Les créateurs, les maîtres d'œuvre ont beaucoup de choses à dire sur ce qui préside à leur projet et sur ce qui se réalise à partir de lui mais plus rares sont les témoignages sur l'acte de projeter lui-même ; c'est-à-dire sur l'ensemble des énergies mobilisées, les diverses modalités, les divers niveaux d'élaboration, selon lesquels sa chronologie s'organise. Ils occultent volontiers leur démarche, ses phases d'évolution, de régression, de reprise et d'achèvement. Je voudrais donc vous engager à une approche qui donnerait plus d'éclairage à l'entreprise qu'à son dénouement.


La question la plus difficile est celle de mettre au jour le fonctionnement même du projet. Il importe déjà de ne pas confondre le projet comme temps d'élaboration avec le résultat même de ce travail. Tous les maîtres d'œuvre savent bien que ce qui décide de la fin de leur projet n'est jamais que la date du « rendu », convenue avec le maître de l'ouvrage pour en commencer la réalisation. Sans cette limite imposée, le projet ne serait sans doute jamais terminé. Tout l'intérêt du créateur se concentre donc, dans un premier temps, sur l'ouverture totale du temps de la conception, sur l'enchaînement des nombreuses et parfois minuscules décisions par lesquelles, dans l'espace, il transpose, pas à pas, la demande qui lui est faite, par des tâtonnements et des allers et retours incessants. Bien entendu, toutes ces énergies créatrices sont tendues vers leur achèvement, mais je pense que les concepteurs ont souvent tort de vouloir taire l'errance de leur travail de projet. Pour valider le résultat, ils en viennent trop souvent à construire a posteriori des logiques implacables qui dissimulent toutes les hésitations qui ont fait l'ouverture de leur démarche et l'ont rendue perméable au monde extérieur. En n'exhibant que le résultat d'un travail fait dans le secret de son atelier, le concepteur conforte l'incommunicabilité fondamentale du travail de création, alors qu'il devrait, me semble-t-il, l'éclairer autant que possible. Je suis toujours surpris par l'incompréhension qui persiste entre ceux qui élaborent le projet et ceux qui sont amenés à le juger ou à le vivre.

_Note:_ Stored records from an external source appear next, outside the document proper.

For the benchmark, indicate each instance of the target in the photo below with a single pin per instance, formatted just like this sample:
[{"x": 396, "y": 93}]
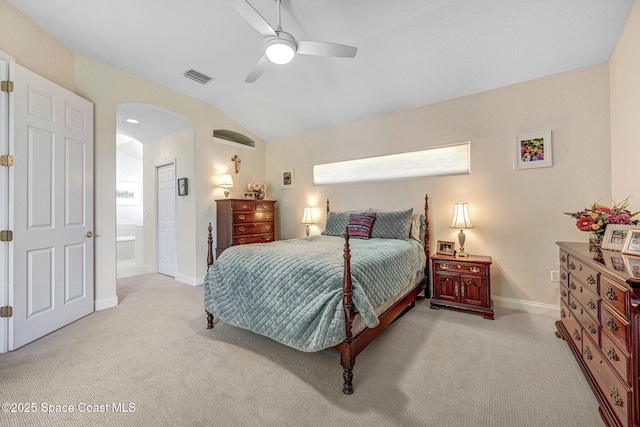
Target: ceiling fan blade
[
  {"x": 325, "y": 49},
  {"x": 260, "y": 67},
  {"x": 252, "y": 16}
]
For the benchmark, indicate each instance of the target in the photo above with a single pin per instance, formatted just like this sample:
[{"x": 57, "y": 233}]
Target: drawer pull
[
  {"x": 587, "y": 353},
  {"x": 611, "y": 295},
  {"x": 615, "y": 396}
]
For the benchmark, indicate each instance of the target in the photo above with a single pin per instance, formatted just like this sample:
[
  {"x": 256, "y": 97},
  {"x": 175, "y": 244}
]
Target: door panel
[{"x": 52, "y": 209}]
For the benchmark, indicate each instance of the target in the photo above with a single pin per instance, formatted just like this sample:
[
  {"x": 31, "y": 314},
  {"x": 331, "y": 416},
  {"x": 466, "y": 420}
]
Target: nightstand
[{"x": 462, "y": 283}]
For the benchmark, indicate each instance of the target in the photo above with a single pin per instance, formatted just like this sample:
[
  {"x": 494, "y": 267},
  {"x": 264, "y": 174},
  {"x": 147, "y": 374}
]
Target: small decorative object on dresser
[
  {"x": 242, "y": 221},
  {"x": 463, "y": 284},
  {"x": 600, "y": 321}
]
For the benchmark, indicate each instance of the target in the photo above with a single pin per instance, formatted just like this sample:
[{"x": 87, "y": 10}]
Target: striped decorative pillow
[{"x": 360, "y": 225}]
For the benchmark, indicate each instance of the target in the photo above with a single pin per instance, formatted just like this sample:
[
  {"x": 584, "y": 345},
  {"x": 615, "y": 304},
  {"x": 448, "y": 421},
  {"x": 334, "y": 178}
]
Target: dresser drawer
[
  {"x": 243, "y": 206},
  {"x": 616, "y": 393},
  {"x": 253, "y": 228},
  {"x": 615, "y": 294},
  {"x": 264, "y": 206},
  {"x": 243, "y": 217},
  {"x": 571, "y": 325},
  {"x": 617, "y": 326},
  {"x": 589, "y": 301},
  {"x": 619, "y": 358},
  {"x": 584, "y": 273},
  {"x": 453, "y": 267},
  {"x": 255, "y": 238},
  {"x": 589, "y": 324}
]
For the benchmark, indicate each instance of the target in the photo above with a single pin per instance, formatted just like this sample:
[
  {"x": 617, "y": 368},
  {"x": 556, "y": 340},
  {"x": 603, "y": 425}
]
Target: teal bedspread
[{"x": 291, "y": 290}]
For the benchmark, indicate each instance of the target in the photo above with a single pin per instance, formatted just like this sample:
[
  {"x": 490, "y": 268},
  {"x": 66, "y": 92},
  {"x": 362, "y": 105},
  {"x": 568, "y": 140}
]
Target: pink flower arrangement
[{"x": 596, "y": 218}]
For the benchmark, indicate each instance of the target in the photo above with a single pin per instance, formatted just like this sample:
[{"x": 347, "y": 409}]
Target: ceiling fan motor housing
[{"x": 280, "y": 49}]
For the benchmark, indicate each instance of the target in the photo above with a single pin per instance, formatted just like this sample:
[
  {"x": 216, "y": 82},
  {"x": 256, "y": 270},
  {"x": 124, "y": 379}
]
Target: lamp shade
[
  {"x": 226, "y": 181},
  {"x": 306, "y": 217},
  {"x": 461, "y": 216}
]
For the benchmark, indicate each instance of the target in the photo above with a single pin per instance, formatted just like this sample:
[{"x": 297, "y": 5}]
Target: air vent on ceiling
[{"x": 198, "y": 77}]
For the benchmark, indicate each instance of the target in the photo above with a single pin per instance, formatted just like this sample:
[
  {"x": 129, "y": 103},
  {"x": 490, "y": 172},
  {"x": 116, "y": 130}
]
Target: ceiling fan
[{"x": 280, "y": 47}]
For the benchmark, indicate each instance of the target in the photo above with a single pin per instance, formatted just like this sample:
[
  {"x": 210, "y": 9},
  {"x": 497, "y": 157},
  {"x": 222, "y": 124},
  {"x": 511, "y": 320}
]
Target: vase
[{"x": 595, "y": 241}]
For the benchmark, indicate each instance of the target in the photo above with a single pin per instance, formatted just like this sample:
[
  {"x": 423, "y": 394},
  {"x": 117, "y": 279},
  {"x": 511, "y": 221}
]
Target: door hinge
[
  {"x": 6, "y": 160},
  {"x": 6, "y": 86}
]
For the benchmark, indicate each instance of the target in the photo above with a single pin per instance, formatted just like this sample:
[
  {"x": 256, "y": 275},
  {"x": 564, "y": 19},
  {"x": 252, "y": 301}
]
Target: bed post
[
  {"x": 347, "y": 357},
  {"x": 209, "y": 264},
  {"x": 427, "y": 281}
]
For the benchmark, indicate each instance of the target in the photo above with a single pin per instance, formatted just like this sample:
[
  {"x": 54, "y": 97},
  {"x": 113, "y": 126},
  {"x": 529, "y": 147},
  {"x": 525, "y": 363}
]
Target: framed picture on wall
[
  {"x": 128, "y": 193},
  {"x": 287, "y": 178},
  {"x": 533, "y": 150},
  {"x": 183, "y": 186}
]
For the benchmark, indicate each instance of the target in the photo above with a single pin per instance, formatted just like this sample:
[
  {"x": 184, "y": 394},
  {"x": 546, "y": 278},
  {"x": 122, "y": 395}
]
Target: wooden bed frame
[{"x": 354, "y": 344}]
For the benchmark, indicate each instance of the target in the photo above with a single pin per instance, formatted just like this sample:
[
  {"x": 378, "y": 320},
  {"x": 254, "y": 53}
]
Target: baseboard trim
[
  {"x": 538, "y": 308},
  {"x": 105, "y": 303},
  {"x": 189, "y": 280}
]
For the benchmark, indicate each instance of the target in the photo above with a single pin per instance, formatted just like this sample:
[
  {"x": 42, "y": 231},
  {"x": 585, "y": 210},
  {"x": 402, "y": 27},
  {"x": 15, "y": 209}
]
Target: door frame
[
  {"x": 7, "y": 63},
  {"x": 156, "y": 226}
]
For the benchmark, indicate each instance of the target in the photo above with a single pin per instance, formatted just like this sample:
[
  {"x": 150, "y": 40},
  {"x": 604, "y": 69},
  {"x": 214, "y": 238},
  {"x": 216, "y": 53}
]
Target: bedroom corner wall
[
  {"x": 624, "y": 68},
  {"x": 517, "y": 213}
]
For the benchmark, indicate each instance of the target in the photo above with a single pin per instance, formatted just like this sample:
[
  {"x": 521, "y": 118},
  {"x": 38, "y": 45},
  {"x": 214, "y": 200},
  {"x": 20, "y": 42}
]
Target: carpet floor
[{"x": 150, "y": 361}]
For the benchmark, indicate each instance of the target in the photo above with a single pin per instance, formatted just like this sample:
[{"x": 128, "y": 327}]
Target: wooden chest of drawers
[
  {"x": 600, "y": 320},
  {"x": 462, "y": 283},
  {"x": 240, "y": 222}
]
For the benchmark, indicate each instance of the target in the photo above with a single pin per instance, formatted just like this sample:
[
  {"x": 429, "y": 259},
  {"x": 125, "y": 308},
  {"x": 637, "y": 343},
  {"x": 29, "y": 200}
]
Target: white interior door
[
  {"x": 166, "y": 199},
  {"x": 52, "y": 208}
]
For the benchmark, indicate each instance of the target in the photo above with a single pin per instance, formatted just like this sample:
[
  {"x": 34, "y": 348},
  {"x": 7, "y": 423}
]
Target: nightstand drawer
[{"x": 453, "y": 267}]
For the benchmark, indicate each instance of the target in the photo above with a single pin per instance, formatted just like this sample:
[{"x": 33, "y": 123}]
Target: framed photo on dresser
[{"x": 632, "y": 243}]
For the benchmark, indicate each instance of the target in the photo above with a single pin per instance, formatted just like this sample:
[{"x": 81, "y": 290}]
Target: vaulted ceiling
[{"x": 410, "y": 52}]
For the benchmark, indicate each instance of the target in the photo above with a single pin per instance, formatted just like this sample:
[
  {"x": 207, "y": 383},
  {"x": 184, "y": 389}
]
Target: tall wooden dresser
[
  {"x": 240, "y": 222},
  {"x": 600, "y": 321}
]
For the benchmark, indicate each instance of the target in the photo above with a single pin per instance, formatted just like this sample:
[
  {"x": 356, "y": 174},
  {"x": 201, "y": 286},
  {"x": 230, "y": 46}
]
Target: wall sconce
[
  {"x": 226, "y": 182},
  {"x": 462, "y": 222},
  {"x": 307, "y": 218}
]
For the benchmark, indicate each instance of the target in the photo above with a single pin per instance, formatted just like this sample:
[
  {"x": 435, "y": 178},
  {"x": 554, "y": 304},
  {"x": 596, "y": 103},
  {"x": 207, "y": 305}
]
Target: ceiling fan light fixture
[{"x": 281, "y": 49}]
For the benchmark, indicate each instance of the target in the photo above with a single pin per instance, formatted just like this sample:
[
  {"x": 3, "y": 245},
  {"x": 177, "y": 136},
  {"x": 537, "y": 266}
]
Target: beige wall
[
  {"x": 624, "y": 68},
  {"x": 34, "y": 48},
  {"x": 517, "y": 213}
]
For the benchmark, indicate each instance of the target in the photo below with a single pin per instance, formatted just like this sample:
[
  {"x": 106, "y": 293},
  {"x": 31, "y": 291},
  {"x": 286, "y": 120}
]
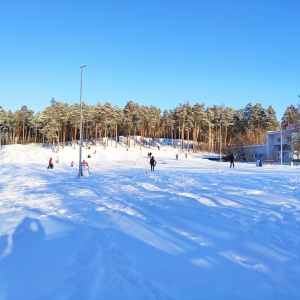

Les professionnels, les enseignants ainsi que vous, les étudiants, devriez avoir une préoccupation commune, celle d'ouvrir toutes les fenêtres sur l'espace et le temps du projet; celle de rendre cette pratique la plus transparente possible pour mieux comprendre ses sources, sa dynamique, ses modes de résolution, son histoire; celle d'abandonner enfin la position un peu romantique de l'artiste isolé dans le secret de son atelier et vous expliquer très largement sur la genèse de vos projets.


Le projet a, bien entendu, comme visée ultime la transformation et l'amélioration des lieux, mais il est, avant cela, une méthode qui permet de révéler les différentes manières dont l'espace peut se transformer. Rendre compte de cette démarche, c'est rendre accessible à tous (vos enseignants, aujourd'hui, et, demain, les décideurs, les usagers, les entreprises), l'enchaînement des décisions qui ont conduit à la mise en forme proposée. C'est donc leur donner les moyens d'une véritable critique et d'intervenir judicieusement sur le cours de votre projet. Considérant que l'espace sur lequel vous travaillez sera, après sa réalisation, ouvert à l'usage d'autrui, vous devez êtres attentifs à toutes les conditions qui donnent à votre projet les meilleures chances d'entrer dans le concert des gens et des choses. Dans la conduite et l'art du paysagiste, une attention particulière doit être portée à la négociation.